02. Goresan

208 43 25
                                    

"Yang sudah retak sulit diperbaiki. Terlalu buruk untuk berpura-pura terlihat baik. Terlalu hancur untuk terlihat sempurna."

***


Pagi-pagi sekali Zidni sudah berangkat sekolah. Bersenandung riang seraya kakinya yang semangat melangkah menuju sekolah. Moodnya sedang sangat baik. Wajahnya cerah secerah mentari dipagi hari.

Riana sampai dibuat keheranan karena Zidni terlihat berbeda hari ini. Cewek ini bahkan memilih menggunakan angkutan umum daripada mobil yang biasanya ia gunakan. Zidni memilih turun dari angkutan umum dan melanjutkan perjalanannya dengan berjalan kaki. Zidni masih butuh waktu lima belas menit untuk sampai sekolah.

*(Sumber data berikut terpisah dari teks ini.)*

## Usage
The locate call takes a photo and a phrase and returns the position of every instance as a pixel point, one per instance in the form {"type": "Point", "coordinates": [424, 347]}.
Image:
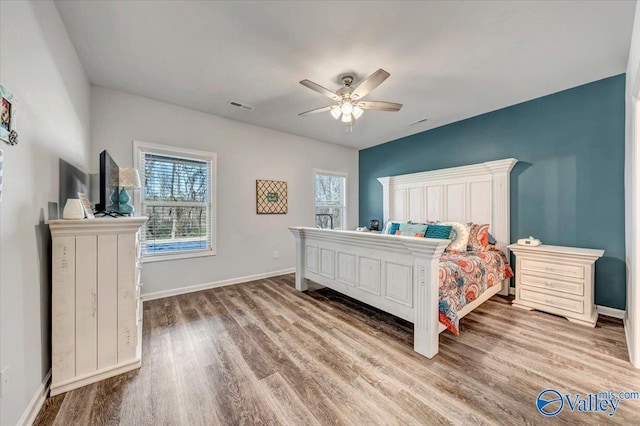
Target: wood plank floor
{"type": "Point", "coordinates": [263, 353]}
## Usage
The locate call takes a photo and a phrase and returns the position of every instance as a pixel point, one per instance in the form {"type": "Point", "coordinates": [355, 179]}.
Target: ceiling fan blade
{"type": "Point", "coordinates": [369, 83]}
{"type": "Point", "coordinates": [380, 105]}
{"type": "Point", "coordinates": [322, 90]}
{"type": "Point", "coordinates": [313, 111]}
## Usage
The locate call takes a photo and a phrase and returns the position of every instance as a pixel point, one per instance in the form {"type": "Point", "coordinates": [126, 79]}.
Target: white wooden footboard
{"type": "Point", "coordinates": [396, 274]}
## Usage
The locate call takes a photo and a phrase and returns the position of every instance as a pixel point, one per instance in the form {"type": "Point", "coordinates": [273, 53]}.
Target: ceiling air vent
{"type": "Point", "coordinates": [240, 105]}
{"type": "Point", "coordinates": [418, 122]}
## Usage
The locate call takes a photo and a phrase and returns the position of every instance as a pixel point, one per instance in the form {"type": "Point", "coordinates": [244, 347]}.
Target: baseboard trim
{"type": "Point", "coordinates": [199, 287]}
{"type": "Point", "coordinates": [611, 312]}
{"type": "Point", "coordinates": [30, 414]}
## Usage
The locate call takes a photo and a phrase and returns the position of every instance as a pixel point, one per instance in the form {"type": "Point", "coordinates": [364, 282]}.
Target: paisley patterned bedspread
{"type": "Point", "coordinates": [464, 276]}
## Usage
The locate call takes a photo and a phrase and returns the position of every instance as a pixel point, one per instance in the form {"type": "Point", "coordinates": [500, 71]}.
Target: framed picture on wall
{"type": "Point", "coordinates": [86, 206]}
{"type": "Point", "coordinates": [7, 114]}
{"type": "Point", "coordinates": [271, 197]}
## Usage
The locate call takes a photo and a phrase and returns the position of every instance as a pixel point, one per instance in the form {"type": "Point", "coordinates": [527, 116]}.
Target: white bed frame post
{"type": "Point", "coordinates": [427, 299]}
{"type": "Point", "coordinates": [302, 283]}
{"type": "Point", "coordinates": [501, 222]}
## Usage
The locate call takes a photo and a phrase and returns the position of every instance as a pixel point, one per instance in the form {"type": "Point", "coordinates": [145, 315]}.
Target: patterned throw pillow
{"type": "Point", "coordinates": [478, 237]}
{"type": "Point", "coordinates": [438, 231]}
{"type": "Point", "coordinates": [412, 230]}
{"type": "Point", "coordinates": [459, 236]}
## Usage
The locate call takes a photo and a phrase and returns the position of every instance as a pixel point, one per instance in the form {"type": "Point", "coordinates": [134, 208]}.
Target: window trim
{"type": "Point", "coordinates": [344, 175]}
{"type": "Point", "coordinates": [140, 146]}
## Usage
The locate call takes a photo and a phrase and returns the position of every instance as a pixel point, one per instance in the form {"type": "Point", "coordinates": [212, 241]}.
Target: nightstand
{"type": "Point", "coordinates": [558, 280]}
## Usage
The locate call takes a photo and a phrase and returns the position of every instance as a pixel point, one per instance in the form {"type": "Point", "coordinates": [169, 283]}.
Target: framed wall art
{"type": "Point", "coordinates": [271, 197]}
{"type": "Point", "coordinates": [86, 206]}
{"type": "Point", "coordinates": [7, 116]}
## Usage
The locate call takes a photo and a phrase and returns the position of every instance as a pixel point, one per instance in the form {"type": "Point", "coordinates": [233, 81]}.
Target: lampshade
{"type": "Point", "coordinates": [347, 108]}
{"type": "Point", "coordinates": [129, 178]}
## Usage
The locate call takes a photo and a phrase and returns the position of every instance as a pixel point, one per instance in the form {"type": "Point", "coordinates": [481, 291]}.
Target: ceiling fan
{"type": "Point", "coordinates": [349, 106]}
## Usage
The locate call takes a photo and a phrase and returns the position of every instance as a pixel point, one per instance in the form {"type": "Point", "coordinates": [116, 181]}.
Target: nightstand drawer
{"type": "Point", "coordinates": [576, 306]}
{"type": "Point", "coordinates": [576, 288]}
{"type": "Point", "coordinates": [566, 269]}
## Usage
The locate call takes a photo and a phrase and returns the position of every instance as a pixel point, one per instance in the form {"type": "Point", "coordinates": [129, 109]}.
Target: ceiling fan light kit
{"type": "Point", "coordinates": [349, 108]}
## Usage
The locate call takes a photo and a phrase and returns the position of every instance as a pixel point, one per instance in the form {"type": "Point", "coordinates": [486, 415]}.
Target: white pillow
{"type": "Point", "coordinates": [459, 236]}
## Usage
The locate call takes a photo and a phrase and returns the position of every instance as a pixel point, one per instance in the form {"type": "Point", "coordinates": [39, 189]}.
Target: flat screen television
{"type": "Point", "coordinates": [109, 172]}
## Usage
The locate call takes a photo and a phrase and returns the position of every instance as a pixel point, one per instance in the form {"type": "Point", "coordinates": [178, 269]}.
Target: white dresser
{"type": "Point", "coordinates": [558, 280]}
{"type": "Point", "coordinates": [96, 307]}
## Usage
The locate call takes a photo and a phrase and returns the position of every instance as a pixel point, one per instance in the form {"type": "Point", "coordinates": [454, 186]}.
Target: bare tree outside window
{"type": "Point", "coordinates": [330, 200]}
{"type": "Point", "coordinates": [177, 198]}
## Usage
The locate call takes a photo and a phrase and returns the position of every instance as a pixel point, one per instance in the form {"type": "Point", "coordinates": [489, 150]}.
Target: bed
{"type": "Point", "coordinates": [401, 274]}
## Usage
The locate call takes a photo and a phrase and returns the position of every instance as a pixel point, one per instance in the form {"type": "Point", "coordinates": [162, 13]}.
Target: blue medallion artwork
{"type": "Point", "coordinates": [568, 185]}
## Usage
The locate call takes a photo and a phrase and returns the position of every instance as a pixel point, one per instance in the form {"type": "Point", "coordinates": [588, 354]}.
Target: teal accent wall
{"type": "Point", "coordinates": [568, 185]}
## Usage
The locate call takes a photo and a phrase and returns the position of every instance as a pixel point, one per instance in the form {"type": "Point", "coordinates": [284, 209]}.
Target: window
{"type": "Point", "coordinates": [178, 197]}
{"type": "Point", "coordinates": [331, 200]}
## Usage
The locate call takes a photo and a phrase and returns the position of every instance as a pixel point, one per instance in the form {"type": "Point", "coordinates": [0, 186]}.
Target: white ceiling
{"type": "Point", "coordinates": [448, 60]}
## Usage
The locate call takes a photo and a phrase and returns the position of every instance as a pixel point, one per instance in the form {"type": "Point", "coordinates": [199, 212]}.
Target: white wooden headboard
{"type": "Point", "coordinates": [477, 193]}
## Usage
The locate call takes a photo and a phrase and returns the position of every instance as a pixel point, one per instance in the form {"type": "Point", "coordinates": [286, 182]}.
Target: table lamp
{"type": "Point", "coordinates": [128, 179]}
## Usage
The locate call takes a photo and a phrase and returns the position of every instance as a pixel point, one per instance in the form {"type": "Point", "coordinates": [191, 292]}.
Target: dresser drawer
{"type": "Point", "coordinates": [576, 306]}
{"type": "Point", "coordinates": [555, 284]}
{"type": "Point", "coordinates": [565, 269]}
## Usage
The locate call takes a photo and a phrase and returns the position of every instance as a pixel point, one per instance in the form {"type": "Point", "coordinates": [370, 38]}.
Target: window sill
{"type": "Point", "coordinates": [176, 256]}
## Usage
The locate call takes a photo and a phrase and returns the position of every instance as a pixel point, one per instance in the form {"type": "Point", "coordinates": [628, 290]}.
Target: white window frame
{"type": "Point", "coordinates": [343, 207]}
{"type": "Point", "coordinates": [174, 151]}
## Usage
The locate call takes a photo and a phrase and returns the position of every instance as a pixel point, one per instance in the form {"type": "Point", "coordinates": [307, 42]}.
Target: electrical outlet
{"type": "Point", "coordinates": [4, 381]}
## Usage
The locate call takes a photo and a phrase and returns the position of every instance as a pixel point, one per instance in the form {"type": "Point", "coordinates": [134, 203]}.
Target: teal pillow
{"type": "Point", "coordinates": [412, 230]}
{"type": "Point", "coordinates": [441, 232]}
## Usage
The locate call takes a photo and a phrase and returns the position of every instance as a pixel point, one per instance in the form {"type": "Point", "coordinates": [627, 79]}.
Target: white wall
{"type": "Point", "coordinates": [39, 65]}
{"type": "Point", "coordinates": [246, 241]}
{"type": "Point", "coordinates": [632, 201]}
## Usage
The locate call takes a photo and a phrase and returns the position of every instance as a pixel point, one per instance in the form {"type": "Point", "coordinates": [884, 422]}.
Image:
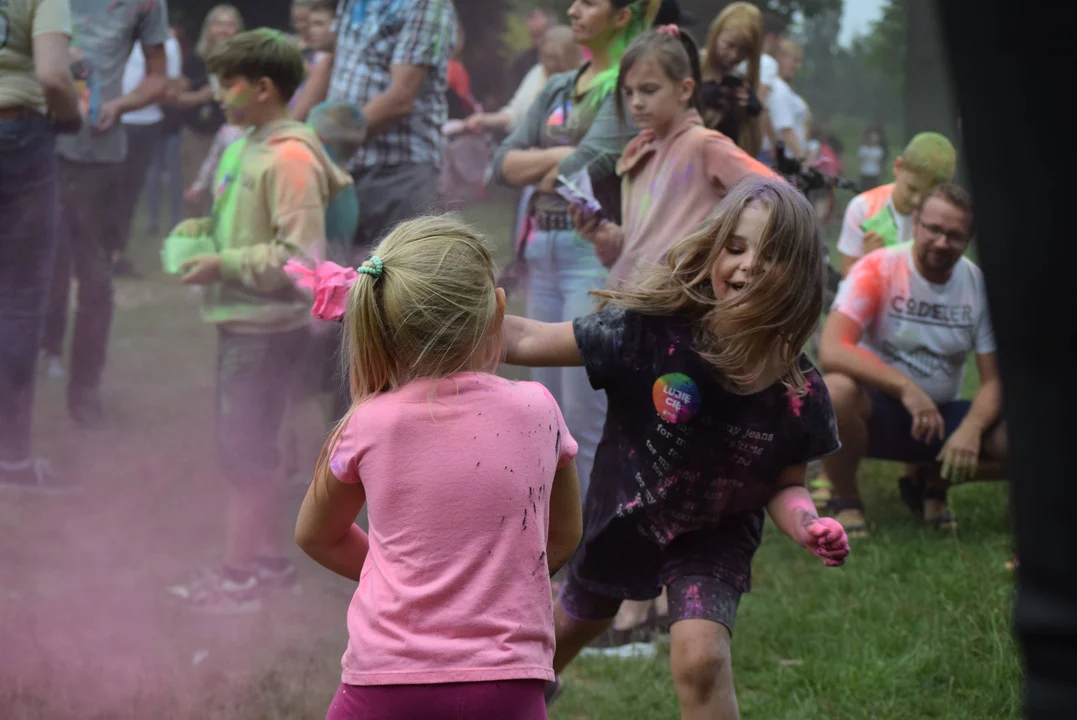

"I like your eyes, you look away when you pretend not to care. I like the dimples on the corners of the smile that you wear..." suara Zidni yang terbilang cukup bagus membuat pandangan orang yang berpapasan dengannya menatap takjub.

"I like you more, the world may know but don't be scared. Coz I'm falling deeper, baby be prepared..." rambut Zidni yang tergerai bergerak kesana kemari bersamaan dengan gerakan Zidni yang tidak bisa diam.

"I like your shirt, I like your fingers, love the way that you sm-- ASTAGA!" Zidni tersungkur setelah tidak sengaja tersandung batu akibat dari ia tidak memperhatikan jalan.

"Ouchhh!" dengkulnya berdarah. Matanya sudah berkaca-kaca karena merasakan sakit pada dengkulnya. Zidni memejamkan matanya merasakan kesakitannya bertambah saat ia mencoba untuk meluruskan kakinya.

"HUAAA MAMA!" Zidni menangis kencang. Disaat seperti ini entah mengapa Zidni merasa jalan menjadi lenggang membuat Zidni tidak tahu harus meminta pertolongan pada siapa.

Zidni duduk disamping jalan persis seperti anak kecil yang terlantar. Seragamnya pun sudah lusuh dan kotor. Ujung roknya robek karena terseret pada tanah yang dipenuhi kerikil.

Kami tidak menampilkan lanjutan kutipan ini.